Walbaum promotes hometown currency in city council race
Richard Walbaum is one of four candidates running for a Fairfield City Council at-large seat being vacated by Connie Boyer.
He is an electronics engineer by profession, and retired in 2007. He manufactures and sells water ionizers of his own design. He has lived in Fairfield for 30 years.
“I am running for office because someone needs to represent and speak for Higher Law,” he said.
“We have unalienable rights, and what makes them unalienable is that they are God-given, based upon man’s inherent nature. Our liberties are being eroded, and to counter this we must go back to fundamental principles,” said Walbaum.
“I am not asking for anything new,” he said. “Just go back to the law in effect before the Supreme Court, circa 1930s, unilaterally changed our form of government by reinterpreting the general welfare and commerce clauses, and converting the presumption of liberty into the presumption of constitutionality of law.”

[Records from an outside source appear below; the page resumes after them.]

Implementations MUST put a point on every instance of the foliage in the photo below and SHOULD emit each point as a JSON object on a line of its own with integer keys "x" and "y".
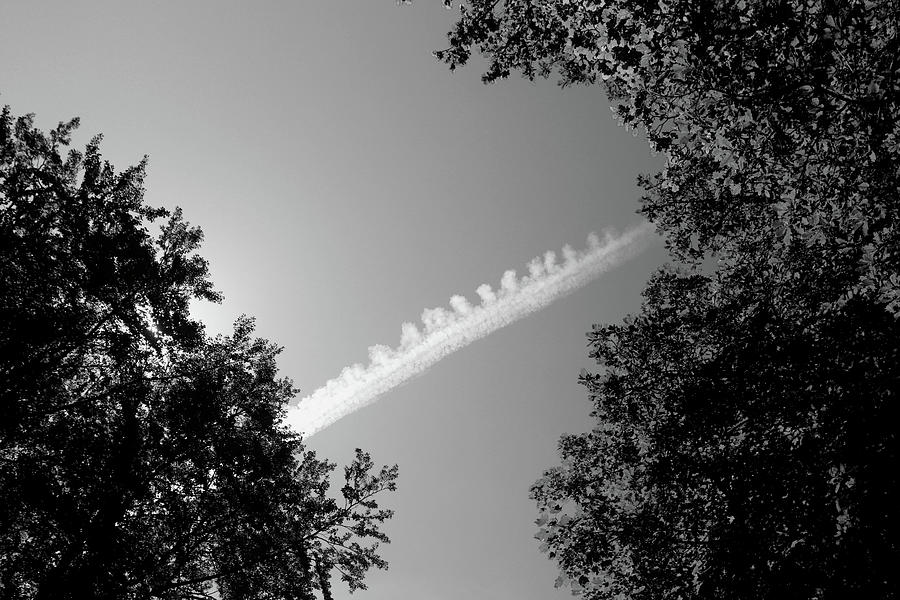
{"x": 140, "y": 458}
{"x": 743, "y": 449}
{"x": 742, "y": 446}
{"x": 778, "y": 118}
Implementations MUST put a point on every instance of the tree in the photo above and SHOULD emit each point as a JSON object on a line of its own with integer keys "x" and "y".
{"x": 742, "y": 446}
{"x": 140, "y": 458}
{"x": 778, "y": 118}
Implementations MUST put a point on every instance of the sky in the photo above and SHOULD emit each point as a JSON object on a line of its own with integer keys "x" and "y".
{"x": 345, "y": 181}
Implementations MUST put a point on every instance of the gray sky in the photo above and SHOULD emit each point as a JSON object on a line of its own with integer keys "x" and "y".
{"x": 345, "y": 181}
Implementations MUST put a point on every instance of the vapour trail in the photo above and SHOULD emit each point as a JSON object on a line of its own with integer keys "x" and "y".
{"x": 446, "y": 331}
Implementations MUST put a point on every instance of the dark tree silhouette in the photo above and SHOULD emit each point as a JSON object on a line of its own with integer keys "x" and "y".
{"x": 778, "y": 118}
{"x": 743, "y": 445}
{"x": 140, "y": 458}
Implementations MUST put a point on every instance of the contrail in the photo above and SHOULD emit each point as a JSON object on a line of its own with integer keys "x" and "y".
{"x": 446, "y": 331}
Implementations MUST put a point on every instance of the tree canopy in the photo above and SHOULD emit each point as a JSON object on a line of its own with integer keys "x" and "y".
{"x": 742, "y": 445}
{"x": 140, "y": 458}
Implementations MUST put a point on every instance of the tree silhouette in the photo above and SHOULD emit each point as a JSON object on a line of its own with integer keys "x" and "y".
{"x": 743, "y": 445}
{"x": 140, "y": 458}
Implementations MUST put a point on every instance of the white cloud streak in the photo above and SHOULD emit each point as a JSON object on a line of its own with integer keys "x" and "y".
{"x": 446, "y": 331}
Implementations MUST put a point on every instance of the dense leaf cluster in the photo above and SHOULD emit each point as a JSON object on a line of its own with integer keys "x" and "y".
{"x": 778, "y": 118}
{"x": 744, "y": 445}
{"x": 140, "y": 458}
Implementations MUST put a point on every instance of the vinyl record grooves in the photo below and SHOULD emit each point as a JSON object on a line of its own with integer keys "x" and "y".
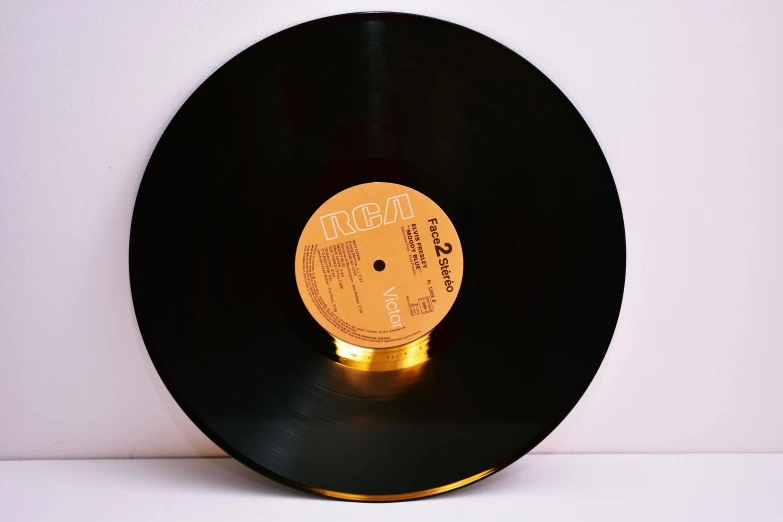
{"x": 230, "y": 276}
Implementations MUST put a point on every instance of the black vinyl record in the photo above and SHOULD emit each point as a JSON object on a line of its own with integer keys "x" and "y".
{"x": 350, "y": 100}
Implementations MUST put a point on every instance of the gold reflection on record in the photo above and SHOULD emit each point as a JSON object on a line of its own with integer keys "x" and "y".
{"x": 383, "y": 359}
{"x": 405, "y": 496}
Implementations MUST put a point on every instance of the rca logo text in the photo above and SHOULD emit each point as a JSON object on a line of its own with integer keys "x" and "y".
{"x": 366, "y": 217}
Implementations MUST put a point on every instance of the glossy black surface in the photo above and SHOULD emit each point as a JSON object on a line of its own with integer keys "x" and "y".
{"x": 351, "y": 99}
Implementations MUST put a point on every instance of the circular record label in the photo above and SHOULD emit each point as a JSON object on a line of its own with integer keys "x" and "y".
{"x": 379, "y": 265}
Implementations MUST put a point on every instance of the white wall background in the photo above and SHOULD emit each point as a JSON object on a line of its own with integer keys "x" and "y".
{"x": 685, "y": 97}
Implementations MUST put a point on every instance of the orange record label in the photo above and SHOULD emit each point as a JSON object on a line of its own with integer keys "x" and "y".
{"x": 379, "y": 265}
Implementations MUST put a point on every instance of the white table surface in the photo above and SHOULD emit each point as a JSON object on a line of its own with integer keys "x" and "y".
{"x": 536, "y": 488}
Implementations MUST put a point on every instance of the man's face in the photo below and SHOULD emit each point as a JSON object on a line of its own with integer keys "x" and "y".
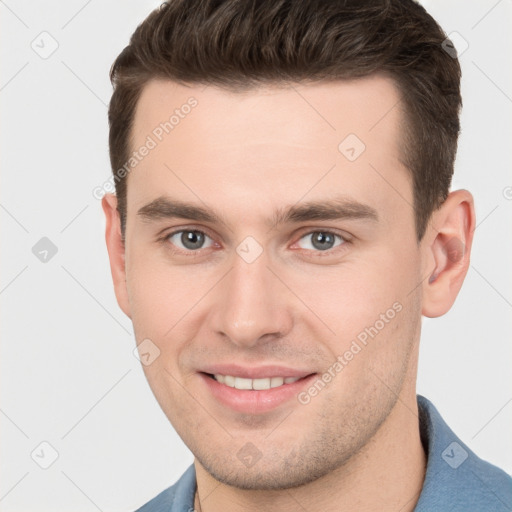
{"x": 253, "y": 293}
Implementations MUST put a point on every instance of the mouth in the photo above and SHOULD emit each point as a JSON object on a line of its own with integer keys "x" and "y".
{"x": 257, "y": 395}
{"x": 262, "y": 384}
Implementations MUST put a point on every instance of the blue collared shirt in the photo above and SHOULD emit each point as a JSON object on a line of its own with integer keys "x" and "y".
{"x": 456, "y": 479}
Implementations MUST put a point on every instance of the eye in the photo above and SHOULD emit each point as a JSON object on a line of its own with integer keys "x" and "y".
{"x": 321, "y": 240}
{"x": 189, "y": 239}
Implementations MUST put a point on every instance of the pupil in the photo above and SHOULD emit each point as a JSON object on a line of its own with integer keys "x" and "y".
{"x": 192, "y": 239}
{"x": 323, "y": 241}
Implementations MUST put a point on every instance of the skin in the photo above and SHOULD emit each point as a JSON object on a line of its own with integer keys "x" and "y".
{"x": 356, "y": 444}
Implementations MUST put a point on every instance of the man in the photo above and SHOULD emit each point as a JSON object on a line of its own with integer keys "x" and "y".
{"x": 282, "y": 221}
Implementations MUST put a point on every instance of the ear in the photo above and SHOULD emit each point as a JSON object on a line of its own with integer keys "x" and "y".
{"x": 116, "y": 251}
{"x": 446, "y": 252}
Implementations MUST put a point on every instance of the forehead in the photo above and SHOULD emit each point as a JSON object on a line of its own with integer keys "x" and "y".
{"x": 276, "y": 141}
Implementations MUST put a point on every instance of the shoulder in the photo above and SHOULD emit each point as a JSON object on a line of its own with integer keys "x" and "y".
{"x": 176, "y": 498}
{"x": 456, "y": 478}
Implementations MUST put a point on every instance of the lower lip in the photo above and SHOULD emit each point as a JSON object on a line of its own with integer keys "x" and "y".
{"x": 251, "y": 401}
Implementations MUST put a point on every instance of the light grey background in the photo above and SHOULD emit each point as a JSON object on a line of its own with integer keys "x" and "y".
{"x": 68, "y": 374}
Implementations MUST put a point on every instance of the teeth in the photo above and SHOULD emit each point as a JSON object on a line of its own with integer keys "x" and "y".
{"x": 257, "y": 384}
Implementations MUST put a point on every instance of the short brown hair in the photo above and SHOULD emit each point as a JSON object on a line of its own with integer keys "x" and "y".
{"x": 238, "y": 44}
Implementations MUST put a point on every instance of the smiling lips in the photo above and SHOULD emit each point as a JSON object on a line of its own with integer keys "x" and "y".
{"x": 256, "y": 384}
{"x": 254, "y": 390}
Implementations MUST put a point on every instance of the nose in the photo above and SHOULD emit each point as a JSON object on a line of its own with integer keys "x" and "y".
{"x": 252, "y": 305}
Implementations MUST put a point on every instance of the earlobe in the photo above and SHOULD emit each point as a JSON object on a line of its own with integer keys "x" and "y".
{"x": 448, "y": 246}
{"x": 116, "y": 251}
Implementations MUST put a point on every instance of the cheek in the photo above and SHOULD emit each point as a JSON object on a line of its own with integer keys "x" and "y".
{"x": 159, "y": 295}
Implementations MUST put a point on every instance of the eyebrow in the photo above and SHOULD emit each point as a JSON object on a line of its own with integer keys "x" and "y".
{"x": 330, "y": 209}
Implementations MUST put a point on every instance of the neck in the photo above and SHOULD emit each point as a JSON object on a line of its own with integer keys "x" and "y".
{"x": 387, "y": 474}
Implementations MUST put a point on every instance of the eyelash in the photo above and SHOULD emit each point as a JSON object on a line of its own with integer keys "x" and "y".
{"x": 197, "y": 253}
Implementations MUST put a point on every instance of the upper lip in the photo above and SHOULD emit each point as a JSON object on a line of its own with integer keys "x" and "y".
{"x": 260, "y": 372}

Walbaum said his experience as an electronics engineer has developed in him the ability to solve problems.
“I have written two books: ‘Designed for Plunder’ explains why our monetary system mathematically creates un-payable debt that will rise to astronomical values, which by definition is a fraud; ‘The Lawful Remedy to Tyranny,’ explains how our nation was founded upon a natural law tradition.
“Numerous scholars over several thousand years state that our rights derive from God, and we have a right and duty to disobey any arbitrary, unreasonable, unjust, or unnecessary law,” said Walbaum. “I apply these principles to modern law.”

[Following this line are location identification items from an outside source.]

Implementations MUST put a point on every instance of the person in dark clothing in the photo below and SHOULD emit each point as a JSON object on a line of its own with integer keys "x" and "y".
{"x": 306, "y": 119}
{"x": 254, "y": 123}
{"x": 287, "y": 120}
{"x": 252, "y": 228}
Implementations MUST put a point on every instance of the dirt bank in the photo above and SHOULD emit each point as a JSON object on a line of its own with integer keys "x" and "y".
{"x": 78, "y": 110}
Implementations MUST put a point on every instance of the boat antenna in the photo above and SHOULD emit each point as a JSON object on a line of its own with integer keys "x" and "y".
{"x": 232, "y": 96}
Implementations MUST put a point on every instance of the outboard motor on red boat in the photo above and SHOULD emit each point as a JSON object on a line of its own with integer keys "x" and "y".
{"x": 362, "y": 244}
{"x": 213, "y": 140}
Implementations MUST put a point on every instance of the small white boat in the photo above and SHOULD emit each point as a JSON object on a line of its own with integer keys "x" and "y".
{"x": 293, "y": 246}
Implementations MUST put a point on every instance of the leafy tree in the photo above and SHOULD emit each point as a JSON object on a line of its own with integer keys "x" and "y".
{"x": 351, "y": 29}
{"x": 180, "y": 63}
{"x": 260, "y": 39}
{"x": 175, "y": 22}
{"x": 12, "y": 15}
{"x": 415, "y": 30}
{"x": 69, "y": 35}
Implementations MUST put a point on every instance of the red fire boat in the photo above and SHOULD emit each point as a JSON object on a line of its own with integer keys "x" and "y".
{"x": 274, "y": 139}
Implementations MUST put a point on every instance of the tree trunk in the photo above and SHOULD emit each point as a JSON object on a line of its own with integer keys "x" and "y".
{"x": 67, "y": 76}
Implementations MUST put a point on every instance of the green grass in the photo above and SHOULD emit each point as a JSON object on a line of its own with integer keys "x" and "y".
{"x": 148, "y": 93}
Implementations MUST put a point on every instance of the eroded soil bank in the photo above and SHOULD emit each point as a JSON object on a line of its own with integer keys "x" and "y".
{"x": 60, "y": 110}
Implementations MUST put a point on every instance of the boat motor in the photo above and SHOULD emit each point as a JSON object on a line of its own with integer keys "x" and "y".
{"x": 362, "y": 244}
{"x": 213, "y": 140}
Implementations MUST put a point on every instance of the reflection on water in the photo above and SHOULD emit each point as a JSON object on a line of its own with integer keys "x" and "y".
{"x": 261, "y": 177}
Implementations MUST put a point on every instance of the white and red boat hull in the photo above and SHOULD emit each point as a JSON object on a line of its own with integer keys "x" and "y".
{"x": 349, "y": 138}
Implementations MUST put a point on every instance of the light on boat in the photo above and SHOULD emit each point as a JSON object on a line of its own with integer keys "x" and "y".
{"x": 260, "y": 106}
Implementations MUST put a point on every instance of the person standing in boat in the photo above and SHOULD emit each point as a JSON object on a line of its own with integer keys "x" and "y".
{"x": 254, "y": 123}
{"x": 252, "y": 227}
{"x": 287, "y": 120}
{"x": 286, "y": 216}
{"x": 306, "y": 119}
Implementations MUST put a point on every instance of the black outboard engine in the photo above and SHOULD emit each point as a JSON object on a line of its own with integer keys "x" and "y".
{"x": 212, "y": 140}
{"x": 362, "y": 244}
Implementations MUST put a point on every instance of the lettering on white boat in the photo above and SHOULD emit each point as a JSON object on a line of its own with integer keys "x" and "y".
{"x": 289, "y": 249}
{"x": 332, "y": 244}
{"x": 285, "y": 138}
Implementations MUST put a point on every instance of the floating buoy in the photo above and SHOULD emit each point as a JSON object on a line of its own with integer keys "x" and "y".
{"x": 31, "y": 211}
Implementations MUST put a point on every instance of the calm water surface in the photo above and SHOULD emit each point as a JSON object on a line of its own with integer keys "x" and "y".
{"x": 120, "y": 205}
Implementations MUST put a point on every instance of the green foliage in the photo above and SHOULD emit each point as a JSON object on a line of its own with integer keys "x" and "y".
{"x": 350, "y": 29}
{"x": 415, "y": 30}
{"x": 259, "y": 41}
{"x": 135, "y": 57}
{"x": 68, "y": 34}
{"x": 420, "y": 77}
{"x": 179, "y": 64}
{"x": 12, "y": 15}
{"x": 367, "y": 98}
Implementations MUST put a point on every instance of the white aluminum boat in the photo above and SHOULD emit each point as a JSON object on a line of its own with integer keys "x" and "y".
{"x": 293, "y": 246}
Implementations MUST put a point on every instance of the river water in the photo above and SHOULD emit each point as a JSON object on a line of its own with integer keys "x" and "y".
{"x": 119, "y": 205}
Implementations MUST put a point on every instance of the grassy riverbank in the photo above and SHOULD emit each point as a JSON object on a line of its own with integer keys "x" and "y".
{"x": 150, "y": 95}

Walbaum said as the dollar becomes more scarce and/or worthless, people would experience greater struggles. The city will be faced with the problem of providing basic needs for more and more people.
“There are no conventional solutions to these problems, at least none that the establishment are willing to implement,” he said. “Resorting to alternative means that insulate Fairfield from the problems at the state and federal level is necessary so that we will not go over the cliff with everyone else.”
Walbaum suggests that all ordinances should have an enabling statement of conformity to Higher Law:
• To prevent unnecessary laws by certifying that the law is just, reasonable and not arbitrary.
• So the ordinance is enacted for and serves the public good.
• So the ordinance applies equally to all.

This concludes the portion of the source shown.